# NEW OpenAI GPT-4.1 Models Tested: Comprehensive Performance Comparison
In this video, I break down OpenAI's latest release - the GPT-4.1 family of models (4.1, 4.1 mini, and 4.1 nano) - and put them through rigorous real-world testing against their predecessors.
✅ What's covered:
- Full pricing comparison between all models
- Performance on harmful question detection tests
- Named entity recognition capabilities
- SQL code generation accuracy
- Retrieval augmented generation performance
The results? While GPT-4.1 shows significant improvements in code generation, there are some surprising regressions in other areas. GPT-4.1 mini offers excellent value, outperforming expectations in SQL generation, while the ultra-affordable 4.1 nano shows promise but with limitations.

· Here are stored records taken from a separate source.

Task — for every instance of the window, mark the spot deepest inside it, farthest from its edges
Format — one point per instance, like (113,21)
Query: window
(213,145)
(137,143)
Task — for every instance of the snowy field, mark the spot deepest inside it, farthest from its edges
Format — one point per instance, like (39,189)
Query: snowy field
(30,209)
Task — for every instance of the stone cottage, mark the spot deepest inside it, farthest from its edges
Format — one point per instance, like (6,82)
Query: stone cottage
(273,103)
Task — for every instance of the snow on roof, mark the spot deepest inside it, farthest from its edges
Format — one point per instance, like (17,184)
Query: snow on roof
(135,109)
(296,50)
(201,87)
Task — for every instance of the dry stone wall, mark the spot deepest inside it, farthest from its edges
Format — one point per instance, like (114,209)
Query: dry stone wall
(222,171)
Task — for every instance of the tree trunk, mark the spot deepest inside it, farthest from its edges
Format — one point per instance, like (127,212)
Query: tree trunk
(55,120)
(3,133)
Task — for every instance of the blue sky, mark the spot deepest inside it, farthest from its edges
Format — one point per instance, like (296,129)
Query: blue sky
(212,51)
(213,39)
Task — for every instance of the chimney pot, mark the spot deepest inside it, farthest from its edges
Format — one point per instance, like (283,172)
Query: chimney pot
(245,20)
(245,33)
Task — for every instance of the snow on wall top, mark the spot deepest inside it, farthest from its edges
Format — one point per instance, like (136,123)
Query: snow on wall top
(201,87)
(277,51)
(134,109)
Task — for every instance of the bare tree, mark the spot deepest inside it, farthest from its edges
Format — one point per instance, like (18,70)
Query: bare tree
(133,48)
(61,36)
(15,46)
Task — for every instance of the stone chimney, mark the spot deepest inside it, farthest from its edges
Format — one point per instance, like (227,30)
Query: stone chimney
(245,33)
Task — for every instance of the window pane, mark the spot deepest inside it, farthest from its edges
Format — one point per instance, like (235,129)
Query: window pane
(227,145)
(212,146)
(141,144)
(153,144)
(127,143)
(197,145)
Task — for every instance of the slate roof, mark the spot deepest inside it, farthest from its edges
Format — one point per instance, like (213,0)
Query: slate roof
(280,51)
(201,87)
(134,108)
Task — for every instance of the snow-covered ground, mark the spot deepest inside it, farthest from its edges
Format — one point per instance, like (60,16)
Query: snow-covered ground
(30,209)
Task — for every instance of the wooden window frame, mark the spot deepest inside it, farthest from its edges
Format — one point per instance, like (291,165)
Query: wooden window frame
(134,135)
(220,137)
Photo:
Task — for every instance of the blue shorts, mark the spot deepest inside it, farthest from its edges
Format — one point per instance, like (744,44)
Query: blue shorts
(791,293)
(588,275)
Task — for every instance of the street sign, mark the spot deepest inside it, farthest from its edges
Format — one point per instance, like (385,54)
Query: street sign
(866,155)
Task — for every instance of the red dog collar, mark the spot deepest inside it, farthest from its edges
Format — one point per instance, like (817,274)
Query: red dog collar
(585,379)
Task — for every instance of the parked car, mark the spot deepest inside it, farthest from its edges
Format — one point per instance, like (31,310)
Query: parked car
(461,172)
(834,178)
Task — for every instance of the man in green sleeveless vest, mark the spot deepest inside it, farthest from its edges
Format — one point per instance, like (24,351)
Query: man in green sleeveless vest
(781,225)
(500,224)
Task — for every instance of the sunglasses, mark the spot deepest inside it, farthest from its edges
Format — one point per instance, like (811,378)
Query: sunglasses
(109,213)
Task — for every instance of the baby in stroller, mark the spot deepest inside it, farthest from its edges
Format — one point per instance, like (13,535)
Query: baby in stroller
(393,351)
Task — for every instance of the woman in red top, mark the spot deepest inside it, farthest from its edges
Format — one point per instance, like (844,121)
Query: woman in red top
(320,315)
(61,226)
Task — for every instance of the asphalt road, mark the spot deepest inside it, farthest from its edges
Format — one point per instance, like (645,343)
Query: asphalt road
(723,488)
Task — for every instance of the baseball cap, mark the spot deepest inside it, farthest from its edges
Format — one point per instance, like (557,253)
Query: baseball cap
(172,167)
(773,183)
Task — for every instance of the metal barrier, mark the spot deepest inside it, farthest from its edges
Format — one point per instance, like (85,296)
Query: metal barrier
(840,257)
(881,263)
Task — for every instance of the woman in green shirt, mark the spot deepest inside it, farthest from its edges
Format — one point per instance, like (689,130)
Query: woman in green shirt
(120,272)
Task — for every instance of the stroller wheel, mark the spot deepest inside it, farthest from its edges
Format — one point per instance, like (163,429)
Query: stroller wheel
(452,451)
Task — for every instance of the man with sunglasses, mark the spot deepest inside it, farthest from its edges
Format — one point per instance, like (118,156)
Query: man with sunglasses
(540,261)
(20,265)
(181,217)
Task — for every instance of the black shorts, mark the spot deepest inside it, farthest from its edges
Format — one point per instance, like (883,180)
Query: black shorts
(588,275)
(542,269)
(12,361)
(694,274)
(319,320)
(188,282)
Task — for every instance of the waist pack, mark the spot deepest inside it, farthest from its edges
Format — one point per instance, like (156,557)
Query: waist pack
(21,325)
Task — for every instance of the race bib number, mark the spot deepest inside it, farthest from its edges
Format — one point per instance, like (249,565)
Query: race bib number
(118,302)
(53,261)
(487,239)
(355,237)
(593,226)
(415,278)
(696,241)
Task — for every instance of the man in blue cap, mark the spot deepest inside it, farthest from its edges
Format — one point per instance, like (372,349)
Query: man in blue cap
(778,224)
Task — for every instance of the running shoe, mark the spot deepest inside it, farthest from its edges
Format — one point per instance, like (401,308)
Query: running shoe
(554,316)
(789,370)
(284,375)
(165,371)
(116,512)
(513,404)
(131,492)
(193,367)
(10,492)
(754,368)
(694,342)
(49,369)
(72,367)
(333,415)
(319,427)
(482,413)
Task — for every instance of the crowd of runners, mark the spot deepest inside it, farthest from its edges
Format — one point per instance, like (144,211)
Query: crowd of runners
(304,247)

Whether you're considering using these models for production applications or just curious about the latest AI advancements, this detailed breakdown will help you understand the practical differences between OpenAI's offerings.
Leave a comment with your experiences using the new 4.1 models!
**00:00 - Introduction & GPT-4.1 Announcement**
* 00:01 - Greeting and video topic introduction.
* 00:04 - Announcing OpenAI's release of GPT-4.1.
* 00:08 - Mentioning the new model family: 4.1, 4.1-mini, 4.1-nano.
* 00:16 - Highlighting key features: 1 million token context, improvements in math/coding.
**00:23 - Pricing Breakdown**
* 00:25 - Starting the pricing comparison.
* 00:26 - GPT-4.1 pricing ($2 input, $8 output).
* 00:31 - GPT-4.1-mini pricing ($0.40 input, $1.60 output).
* 00:38 - GPT-4.1-nano pricing ($0.10 input, $0.40 output).
* 00:44 - Noting pricing comparison oddities between 4.1/4o and mini versions.
**01:00 - Testing Methodology**
* 01:01 - Introduction to the testing rubric.
* 01:03 - Listing the tests: Harmful Question Detection, Named Entity Recognition (NER), SQL Code Generation, Retrieval Augmented Generation (RAG).
* 01:21 - Explaining the purpose and design of the tests (real-world use cases, difficulty, reliability).
**01:43 - Sponsor Break (Prompt Judy)**
* 01:44 - Start of the Prompt Judy promotion.
* 01:47 - Request for channel subscription.
* 01:58 - Overview of Prompt Judy platform features (evaluations, testing).
**02:30 - Test 1: Harmful Question Detection**
* 02:31 - Introducing the Harmful Question Detection test.
* 02:40 - Showing and explaining the prompt for this test.
* 03:10 - Presenting the results (GPT-4.1 & 4o: 100%, 4o-mini: 95%, 4.1-mini: 90%, 4.1-nano: 60%).
* 03:25 - Analyzing errors made by 4.1-mini and 4o-mini.
* 03:45 - Analyzing errors made by 4.1-nano and its poor performance.
**04:13 - Test 2: Named Entity Recognition (NER)**
* 04:14 - Introducing the NER test (structured JSON extraction).
* 04:16 - Showing and explaining the prompt for this test (entities, requirements, ISO codes).
* 05:27 - Presenting the results (GPT-4o: 95.24%, 4.1: 80.95%, 4.1-mini: 66.67%, 4o-mini: 61.90%, 4.1-nano: 42.86%).
* 05:37 - Analyzing GPT-4o's specific error (Shanghai province code).
* 06:03 - Noting the correlation between model cost/size and performance on this test.
* 06:12 - Showing examples of errors made by the other models (province codes, translations).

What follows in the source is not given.